Monitoring in a Bare Metal Solution environment

Bare Metal Solution lets you run specialized workloads in regional extensions located near Google Cloud data centers. By implementing a Bare Metal Solution environment, you can lower your overall costs and reduce risks associated with migration to the cloud.

Monitoring overview

One of our main priorities is to deliver the highest availability for the Bare Metal Solution environment. For that reason, Google Cloud and our partners perform a variety of monitoring activities. The following is a list of infrastructure devices in a Bare Metal Solution environment that we monitor:

Compute infrastructure

  • Server hardware

Storage infrastructure

  • Storage devices
  • SAN switches

Network infrastructure

  • Routers
  • Switches
  • Interconnect infrastructure

Google Cloud also keeps track of the data center environment, including server room temperature and humidity.

We do not monitor operating systems, application-level activity and workloads, and network traffic traveling to and from the Bare Metal Solution servers. To preview a utility that enables you to use Cloud Operations to monitor OS-level activity, contact Google Cloud Sales.

Monitoring tools

Our partner uses commercial grade software solutions for monitoring that comply fully with the Information Technology Infrastructure Library (ITIL). Google Cloud and our partner also use Google Cloud services, such as Pub/Sub, Cloud Functions, and Cloud Monitoring, to collect and process this monitoring data. Our internal ticketing and notification systems work directly with these services.

Monitoring data

At a high level, our monitoring data comes from the following sources:

  • SNMP traps
  • Syslog messages
  • Messages from dedicated management software
  • Intelligent Platform Management Interface (IPMI)

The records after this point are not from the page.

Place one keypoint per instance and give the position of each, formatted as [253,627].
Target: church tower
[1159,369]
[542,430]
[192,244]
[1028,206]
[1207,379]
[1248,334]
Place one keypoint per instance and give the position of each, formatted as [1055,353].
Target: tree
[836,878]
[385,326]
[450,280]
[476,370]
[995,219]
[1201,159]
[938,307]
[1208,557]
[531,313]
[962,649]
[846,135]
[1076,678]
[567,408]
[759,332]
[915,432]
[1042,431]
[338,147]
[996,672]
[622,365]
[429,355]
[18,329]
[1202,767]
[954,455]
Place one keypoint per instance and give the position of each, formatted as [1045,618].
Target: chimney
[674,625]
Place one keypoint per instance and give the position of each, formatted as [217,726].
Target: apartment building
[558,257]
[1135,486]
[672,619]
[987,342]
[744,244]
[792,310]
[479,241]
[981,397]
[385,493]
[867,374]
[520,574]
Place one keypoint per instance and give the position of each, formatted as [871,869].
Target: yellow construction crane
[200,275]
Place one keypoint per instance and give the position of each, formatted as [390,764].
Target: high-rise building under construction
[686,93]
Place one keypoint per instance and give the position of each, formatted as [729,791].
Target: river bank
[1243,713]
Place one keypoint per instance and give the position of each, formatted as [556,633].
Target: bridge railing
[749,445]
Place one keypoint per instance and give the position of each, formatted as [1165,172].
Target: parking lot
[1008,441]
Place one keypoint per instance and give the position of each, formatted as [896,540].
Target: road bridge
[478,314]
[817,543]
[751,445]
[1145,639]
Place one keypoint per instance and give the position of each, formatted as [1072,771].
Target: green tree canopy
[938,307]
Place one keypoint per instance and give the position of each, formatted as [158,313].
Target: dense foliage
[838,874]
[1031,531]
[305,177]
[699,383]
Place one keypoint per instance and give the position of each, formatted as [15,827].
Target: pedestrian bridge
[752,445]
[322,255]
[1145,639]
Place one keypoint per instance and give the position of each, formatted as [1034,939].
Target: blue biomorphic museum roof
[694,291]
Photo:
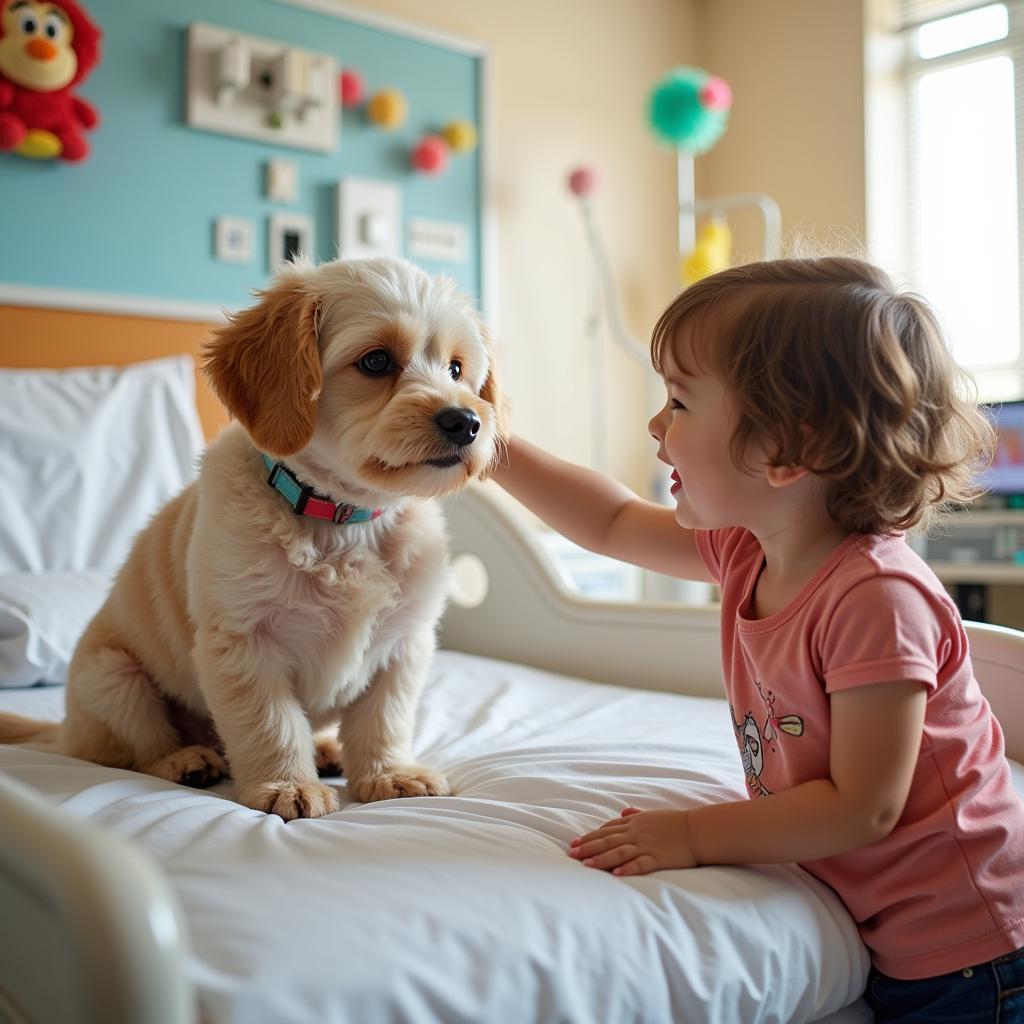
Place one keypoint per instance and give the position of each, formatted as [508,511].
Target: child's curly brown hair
[832,368]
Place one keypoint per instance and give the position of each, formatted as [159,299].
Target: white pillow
[42,614]
[87,456]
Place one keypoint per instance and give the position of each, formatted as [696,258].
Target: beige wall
[568,83]
[796,130]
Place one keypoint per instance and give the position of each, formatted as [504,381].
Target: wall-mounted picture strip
[291,236]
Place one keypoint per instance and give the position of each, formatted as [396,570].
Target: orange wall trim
[53,339]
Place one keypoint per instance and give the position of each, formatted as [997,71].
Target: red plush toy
[46,48]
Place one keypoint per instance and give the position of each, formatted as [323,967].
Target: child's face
[693,431]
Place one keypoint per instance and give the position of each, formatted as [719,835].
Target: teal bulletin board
[135,219]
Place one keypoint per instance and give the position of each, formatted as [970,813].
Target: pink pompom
[430,156]
[716,94]
[583,181]
[351,88]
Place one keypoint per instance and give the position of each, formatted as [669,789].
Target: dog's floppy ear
[264,367]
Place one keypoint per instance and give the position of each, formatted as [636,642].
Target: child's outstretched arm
[599,513]
[876,738]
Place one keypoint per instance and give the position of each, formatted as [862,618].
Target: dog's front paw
[401,780]
[196,766]
[328,757]
[290,800]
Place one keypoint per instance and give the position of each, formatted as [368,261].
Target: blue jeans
[991,992]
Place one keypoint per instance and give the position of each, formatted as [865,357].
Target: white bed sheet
[467,908]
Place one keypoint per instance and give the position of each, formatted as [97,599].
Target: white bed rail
[98,938]
[526,613]
[89,930]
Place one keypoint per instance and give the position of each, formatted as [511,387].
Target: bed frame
[89,930]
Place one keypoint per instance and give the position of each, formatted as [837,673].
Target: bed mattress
[467,907]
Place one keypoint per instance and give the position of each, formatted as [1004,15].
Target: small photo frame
[232,240]
[291,236]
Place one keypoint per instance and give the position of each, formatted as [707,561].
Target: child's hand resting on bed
[637,842]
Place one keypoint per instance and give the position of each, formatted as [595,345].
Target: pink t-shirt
[945,889]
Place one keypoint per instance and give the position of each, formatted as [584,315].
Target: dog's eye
[376,363]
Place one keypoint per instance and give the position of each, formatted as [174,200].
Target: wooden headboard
[53,339]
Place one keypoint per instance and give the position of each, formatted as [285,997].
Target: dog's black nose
[460,426]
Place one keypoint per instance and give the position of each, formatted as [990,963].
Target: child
[813,415]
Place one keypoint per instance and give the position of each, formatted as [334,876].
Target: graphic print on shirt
[752,740]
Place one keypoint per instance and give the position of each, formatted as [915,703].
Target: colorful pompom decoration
[430,156]
[350,88]
[713,252]
[388,109]
[583,180]
[460,135]
[689,109]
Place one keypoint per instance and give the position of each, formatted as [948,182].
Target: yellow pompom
[460,135]
[40,144]
[713,252]
[387,109]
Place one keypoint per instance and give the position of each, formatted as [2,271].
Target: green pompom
[678,116]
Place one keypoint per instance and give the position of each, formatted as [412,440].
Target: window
[958,74]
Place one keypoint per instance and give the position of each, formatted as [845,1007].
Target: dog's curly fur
[239,635]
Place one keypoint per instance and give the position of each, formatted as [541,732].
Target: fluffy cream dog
[241,628]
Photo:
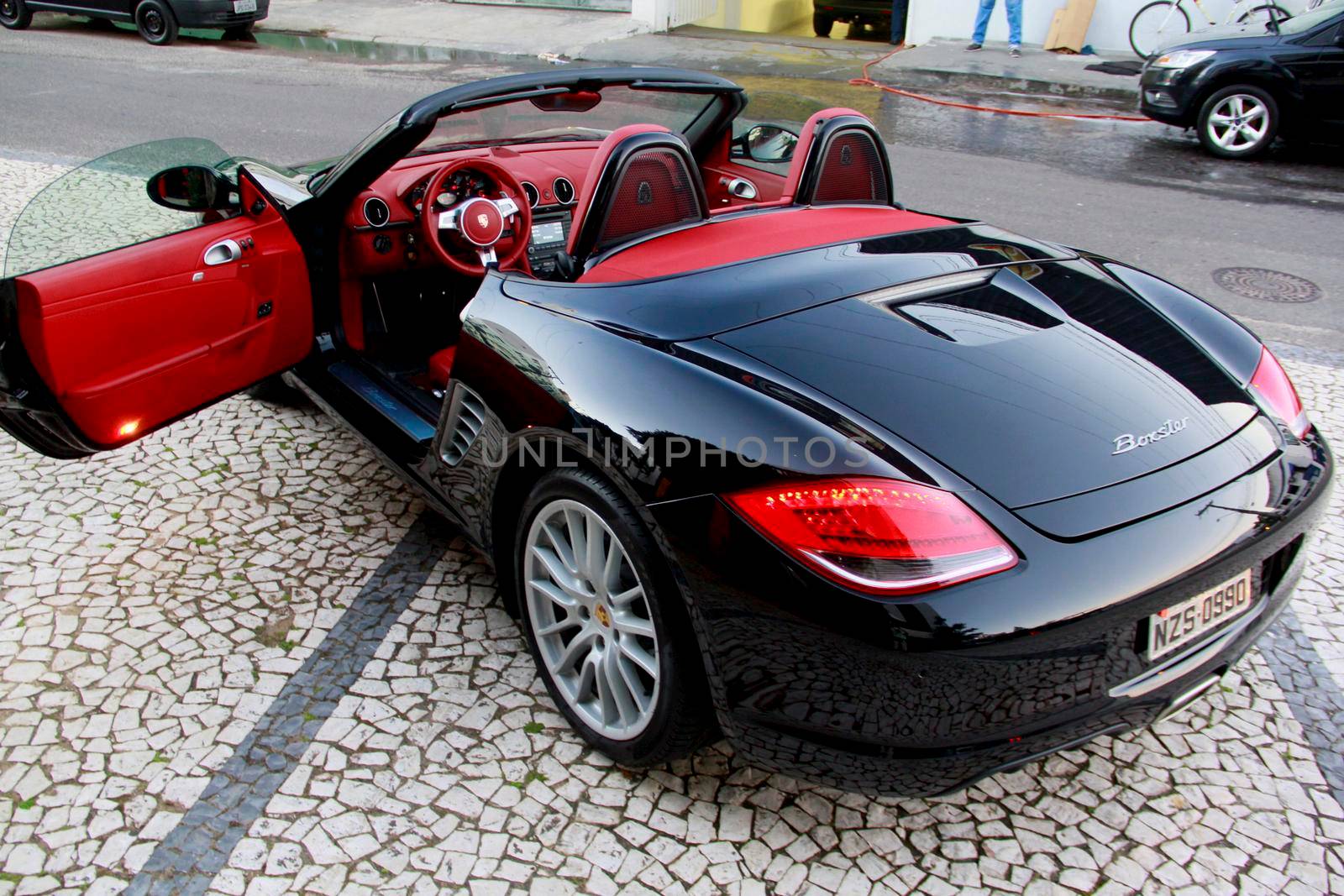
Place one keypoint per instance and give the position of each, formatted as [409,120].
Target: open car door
[118,315]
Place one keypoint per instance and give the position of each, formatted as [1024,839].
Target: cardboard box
[1068,29]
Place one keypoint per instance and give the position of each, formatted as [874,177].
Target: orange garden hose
[869,82]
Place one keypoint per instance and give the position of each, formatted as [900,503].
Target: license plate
[1184,622]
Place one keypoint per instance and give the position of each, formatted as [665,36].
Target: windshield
[588,114]
[1308,20]
[104,204]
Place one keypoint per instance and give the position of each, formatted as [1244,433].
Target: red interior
[131,338]
[726,239]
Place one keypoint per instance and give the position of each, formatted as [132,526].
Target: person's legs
[983,20]
[1014,8]
[900,8]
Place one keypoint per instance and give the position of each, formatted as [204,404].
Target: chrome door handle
[223,251]
[741,187]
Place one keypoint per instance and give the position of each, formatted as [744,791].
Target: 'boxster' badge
[1128,441]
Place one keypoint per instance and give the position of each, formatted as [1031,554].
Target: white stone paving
[158,598]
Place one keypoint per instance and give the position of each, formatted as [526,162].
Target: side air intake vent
[465,419]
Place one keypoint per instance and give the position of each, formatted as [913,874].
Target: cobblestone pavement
[239,658]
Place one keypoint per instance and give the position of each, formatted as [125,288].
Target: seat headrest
[642,181]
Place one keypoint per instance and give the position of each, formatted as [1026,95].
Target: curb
[979,82]
[916,78]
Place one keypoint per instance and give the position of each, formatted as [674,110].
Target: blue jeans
[1014,20]
[900,8]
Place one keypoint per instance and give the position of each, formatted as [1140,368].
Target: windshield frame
[401,134]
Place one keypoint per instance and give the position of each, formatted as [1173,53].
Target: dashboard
[382,226]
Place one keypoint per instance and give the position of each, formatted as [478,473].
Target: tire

Common metrics of the monitored devices:

  • CPU utilization
  • Network Interface:
    • Bandwidth utilization
    • Packet discards
    • Errors

Alerting

Google Cloud conducted extensive normalization and validation activities for the specific requirements of the Bare Metal Solution environment. If a certified event falls outside of the normal range, the monitoring system triggers an alert.

Incident management

Google Cloud and our partner infrastructure provider have a dedicated 24/7 team responsible for incident response. A bridge team is also available 24/7 to perform the initial analysis of each support ticket and take the necessary actions to mitigate the issue. Based on the severity of the incident, we deploy appropriate teams to resolve the incident.

Cloud Customer Care works with the Google Cloud Engineering SysOps Team. They can provide you with updates, and coordinate any actions that require your help. As needed, the Google Cloud Engineering Team engages with the infrastructure provider partner or hardware vendors to help resolve your issue.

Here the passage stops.